I don’t know that it was meant for print.

[Laughs]

I told her we’re struggling but we’re making it. Obviously they’ve had a hard road since George Floyd was killed as well. They’ve had folks in Atlanta as well who have fought to create destruction in ways that don’t build something constructive and don’t necessarily help us build the future. We’ve also seen, thankfully, the majority of folks, and I think the sustaining energy is among people who are heartbroken by George Floyd’s killing, who want to just make sure that those officers are held accountable, and are committing themselves to building in a proactive way for the future, in which our children don’t have to deal with this.

Our mutual friend, Myron Medcalf of ESPN, told me to ask you about your running career.

The most important thing you need to know about my running career is that it was a long time ago.

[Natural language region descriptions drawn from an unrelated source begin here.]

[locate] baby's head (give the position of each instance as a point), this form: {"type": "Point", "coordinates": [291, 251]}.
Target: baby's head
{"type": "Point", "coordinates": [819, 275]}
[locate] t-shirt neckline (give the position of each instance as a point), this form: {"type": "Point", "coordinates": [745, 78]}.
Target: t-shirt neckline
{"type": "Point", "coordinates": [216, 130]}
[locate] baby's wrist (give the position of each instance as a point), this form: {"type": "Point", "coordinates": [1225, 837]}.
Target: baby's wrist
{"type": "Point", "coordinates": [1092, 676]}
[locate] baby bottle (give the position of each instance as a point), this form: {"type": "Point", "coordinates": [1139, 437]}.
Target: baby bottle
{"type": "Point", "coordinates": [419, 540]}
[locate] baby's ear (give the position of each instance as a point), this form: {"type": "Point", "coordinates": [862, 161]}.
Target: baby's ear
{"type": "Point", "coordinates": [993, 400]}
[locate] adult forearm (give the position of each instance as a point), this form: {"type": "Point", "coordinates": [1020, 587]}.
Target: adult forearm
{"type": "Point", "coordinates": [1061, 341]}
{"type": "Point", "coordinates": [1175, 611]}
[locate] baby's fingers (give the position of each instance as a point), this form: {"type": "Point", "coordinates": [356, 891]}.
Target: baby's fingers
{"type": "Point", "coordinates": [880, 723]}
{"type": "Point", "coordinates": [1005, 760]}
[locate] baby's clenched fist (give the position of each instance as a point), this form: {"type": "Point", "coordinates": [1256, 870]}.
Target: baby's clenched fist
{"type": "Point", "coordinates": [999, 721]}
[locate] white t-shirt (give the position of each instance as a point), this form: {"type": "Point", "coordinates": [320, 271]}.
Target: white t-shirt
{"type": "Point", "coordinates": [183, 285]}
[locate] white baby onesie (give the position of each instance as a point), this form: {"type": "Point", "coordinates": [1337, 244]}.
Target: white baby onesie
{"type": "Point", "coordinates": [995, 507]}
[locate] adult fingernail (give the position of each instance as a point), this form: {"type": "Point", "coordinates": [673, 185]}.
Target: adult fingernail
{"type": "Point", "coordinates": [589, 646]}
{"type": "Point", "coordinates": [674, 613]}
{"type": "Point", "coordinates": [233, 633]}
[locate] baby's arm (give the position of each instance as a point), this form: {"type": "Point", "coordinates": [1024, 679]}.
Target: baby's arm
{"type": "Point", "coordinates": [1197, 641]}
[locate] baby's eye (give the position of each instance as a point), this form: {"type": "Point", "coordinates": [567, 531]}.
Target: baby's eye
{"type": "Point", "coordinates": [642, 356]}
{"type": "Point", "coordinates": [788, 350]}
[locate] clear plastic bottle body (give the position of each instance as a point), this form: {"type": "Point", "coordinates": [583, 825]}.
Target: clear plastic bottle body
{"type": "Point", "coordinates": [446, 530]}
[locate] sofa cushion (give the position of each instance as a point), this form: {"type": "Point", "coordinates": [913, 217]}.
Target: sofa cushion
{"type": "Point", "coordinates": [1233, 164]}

No, I went to Florida A&M, and, you know, for the first half of my life, running was something of a religion for me.

What did you run?

One [100-meter dash], two, and four, and I long jumped as well, a bit, but I never did any competitive jumping in college. A couple of state championships in Minnesota and then went down and ran on the relay down in Florida. It was a great experience, it paid for college for me, and I ended up getting more injuries than I planned on in college, and it kind of took the fun out of it a little bit for me.

What do you think of FAMU leaving the MEAC and coming to the SWAC?

We take all comers. We’re just looking forward to showing the SWAC what a band looks like, what a band is.

Oh, man, now don’t start.

I mean, no, those are great schools. I want them to have marching bands like us.